Apparantly I'm one of a very small group of people that hold this belief. You wouldn't believe how much ridicule and criticism I get for wanting some time to myself every now and then. It seems that a lot of people just don't understand how I can be content alone, even for a minute. "How can you stand it?" they ask, "to just be by yourself and not have someone around? Aren't you scared? Aren't you lonely?"
The answer to both of these questions is no, I'm not. I think that fear and lonliness are issues that have deeper roots in personality and temperament, frankly, and I've never been prone to either. But I think there's something else to blame for this loss of appreciation for alone time. It's called reality TV.
Somewhere in the past decade, people have become fascinated with watching other peoples' lives. This has never been unusual with celebrities, but now we want to know every detail of everybodys' life from the biggest mega-superstar to the cleaning woman. People willing to sacrifice their own privacy for a shot at fame have erased the boundaries of individualism.
The fact that we live in a society obsessed with maximum use of space feeds this fire.

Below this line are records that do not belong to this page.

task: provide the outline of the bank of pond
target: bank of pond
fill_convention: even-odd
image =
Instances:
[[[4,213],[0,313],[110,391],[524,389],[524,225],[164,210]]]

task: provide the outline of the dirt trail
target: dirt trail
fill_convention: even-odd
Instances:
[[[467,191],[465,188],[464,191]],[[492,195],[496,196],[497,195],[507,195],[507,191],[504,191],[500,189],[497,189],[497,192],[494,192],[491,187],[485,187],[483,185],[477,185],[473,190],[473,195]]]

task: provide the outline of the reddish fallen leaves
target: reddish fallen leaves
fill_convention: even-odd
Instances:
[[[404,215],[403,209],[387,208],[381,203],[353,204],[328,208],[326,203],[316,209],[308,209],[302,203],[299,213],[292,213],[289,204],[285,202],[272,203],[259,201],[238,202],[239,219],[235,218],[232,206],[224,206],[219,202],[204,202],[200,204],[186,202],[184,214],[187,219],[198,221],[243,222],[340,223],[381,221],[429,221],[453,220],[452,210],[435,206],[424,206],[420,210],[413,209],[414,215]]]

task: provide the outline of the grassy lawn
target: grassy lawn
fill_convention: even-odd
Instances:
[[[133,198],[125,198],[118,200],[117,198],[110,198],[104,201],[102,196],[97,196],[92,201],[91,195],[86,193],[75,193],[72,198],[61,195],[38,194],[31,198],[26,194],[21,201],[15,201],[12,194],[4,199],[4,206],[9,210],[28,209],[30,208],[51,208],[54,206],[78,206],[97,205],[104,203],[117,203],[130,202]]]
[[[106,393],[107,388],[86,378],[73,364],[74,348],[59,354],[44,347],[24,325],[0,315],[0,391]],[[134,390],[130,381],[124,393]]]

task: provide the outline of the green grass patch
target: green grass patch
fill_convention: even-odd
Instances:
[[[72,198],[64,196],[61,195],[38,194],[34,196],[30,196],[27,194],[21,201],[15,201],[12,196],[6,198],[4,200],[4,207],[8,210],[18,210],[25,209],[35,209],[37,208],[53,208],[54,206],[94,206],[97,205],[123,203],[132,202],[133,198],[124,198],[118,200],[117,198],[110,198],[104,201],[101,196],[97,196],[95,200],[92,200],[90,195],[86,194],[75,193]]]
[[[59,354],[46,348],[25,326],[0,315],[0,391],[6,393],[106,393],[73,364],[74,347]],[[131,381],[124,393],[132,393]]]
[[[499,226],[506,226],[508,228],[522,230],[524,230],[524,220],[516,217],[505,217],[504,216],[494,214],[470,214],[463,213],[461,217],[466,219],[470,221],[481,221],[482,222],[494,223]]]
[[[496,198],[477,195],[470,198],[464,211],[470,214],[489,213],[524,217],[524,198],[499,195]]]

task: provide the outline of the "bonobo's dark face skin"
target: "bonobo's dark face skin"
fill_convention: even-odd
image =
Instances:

How are people supposed to understand boundaries when they work in a cubical where they overhear personal conversations all day, go home to a neighborhood where houses are literally spitting distance apart, and log on the Internet to see what their "friends" are eating for supper and watching on TV? Between the media, technology, and life itself, society is trying to pound it in our heads that it's not appropriate to put up a wall every now and then and say "Stop! No admittance! I need a time out!"
And in the end, this is feeding insecurity. Because in reality, we all need time to ourselves. Time to think, to ponder what's important to us and to take care of ourselves. Time to be our authentic selves without having a spotlight or webcam on you. We don't have to tweet every thought that runs through our head. We don't have to post a status update every time we move. And despite what the world tells you, it's really not right or appropriate to do that anyway. It leads to a habit of dysfunction, because we can't move until we know what everybody else is doing. It turns real life into a game of chess. You can't move until the other person moves first - thereby sacrificing your right to be who you are.
The world has always pressured people to conform, and there will always be voices screaming at you to be what they want you to be. The problem is that they aren't interested in what you want. They're interested in you being what serves their interest the best. That's why it's so important to pull away from the voices every now and then to consider the direction of your own life, and to make sure the sails are set in the direction you want to go. When we let noise fill our lives, we may find our ship sailing to a shore we never meant to even visit - much less live at.
I say to heck with the world. My life isn't reality TV, an evening drama, or a movie. It's real and I will share what I please, when I please. I do enjoy social media and blogging and love that it connects me with people around the world, and that it opens up more things in terms of interest and entertainment than have ever been available before. Heck, E-publishing is making me a writer, and I think the Internet is giving people a great opportunity to share things of interest (like books, news, etc) that would otherwise be drowned out by mainstream media. But I also consider everything I blog, post, or Tweet very carefully before I hit the "submit" button because I know that everything in my life isn't interesting to all people or, in some cases, business that doesn't need to leave the confines of my personal life.
I'm a responsible adult and am under no obligation to anybody to ask permission or to advertise everything I do. And I won't. That being said, I'll end this entry and leave you to ponder what I will do with the rest of my evening. I know, but (*sigh*) I just don't feel like Tweeting that right now.